Phurnace Software Case Study
The team conducted several face-to-face interviews with the actual PEE application users and posted a request to fall out the online survey on more than a dozen Java application related news groups. After the number one pain point and market interest level were determined, the team supported the statements by using numbers, scales, and percentages. In addition, the same market pain conclusion was drawn through a secondary market validation method, an independent study. Strong market validation from a variety of sources presented convincing pain points and interests.

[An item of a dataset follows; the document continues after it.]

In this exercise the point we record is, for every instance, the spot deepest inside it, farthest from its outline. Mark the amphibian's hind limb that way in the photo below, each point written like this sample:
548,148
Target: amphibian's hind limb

Niche Market/landlers: The footwear, Essentials, enables fast and reliable server deployment while eliminating configuration errors and accelerating the enterprise application development life- cycle.
The dominant vendors of JOKE application servers were IBM, BEA Systems and Job’s. Essentials fell In a niche between 2 existing Industries, the JOKE management software Industry and the Installation software Industry, which simple deployment and maintenance were not their core competences then. Furnace Software, not stepping on major players’ toes and, had less possibility to encounter direct intention in a short period of time.
They Just needed to develop the product at the fastest pace possible, making Essentials to reach the market before other companies developing similar products. Favorable Business Model: Furnace’s business model followed the traditional “license-for-use” software paradigm, which was no stranger to the software industry.
Customers would pay a one-time fee for a perpetual license and would be charged additional annual maintenance fees to have access to updated versions. There were few reasons that this traditional software business del might work well.
First of all, the tractability of Essentials was high. Potential customers could try the benefits of software before making the purchasing decision. Secondly, the target customers, development managers, were responsible for deployments and application support, dealing with problem solving on a day-to-day- basis and had sufficient budget authority to buy Essentials on their own recognizable.
Thirdly, most of development managers had discretionary budgets of $5,000 or more and the initial target price of Essentials was set at $2,500 per license.
The purchase order did not need to be signed off by a 3rd party. Last but not least, the switching cost mentality was built into the pricing strategy of Essentials. The sustainability of Essentials was rooted in customers development cycle. Once a customer started using and relying on Essentials, he or she would find It both expensive and painful to switch to another product; therefore, the customer would be locked In to continue using Essentials and paying maintenance fees.
Huge Potential Market and Conservative
Growth Projection: Even though there were more than 50,000 companies who spent more than $6 billion on JOKE product annually, the BIT was projected to be at 6 MM In 2010, Dates upon navels less than 2 companies as customers. If a 5% market share could be captured by 2010, revenues in excess of $30 MM could be recognized which would equal to BIT of roughly $8. 1 MM. Furnace Software team gave a big picture of potential market, but the growth estimates were conservative, started from capturing 2% of market share, which were more realistic and convincing.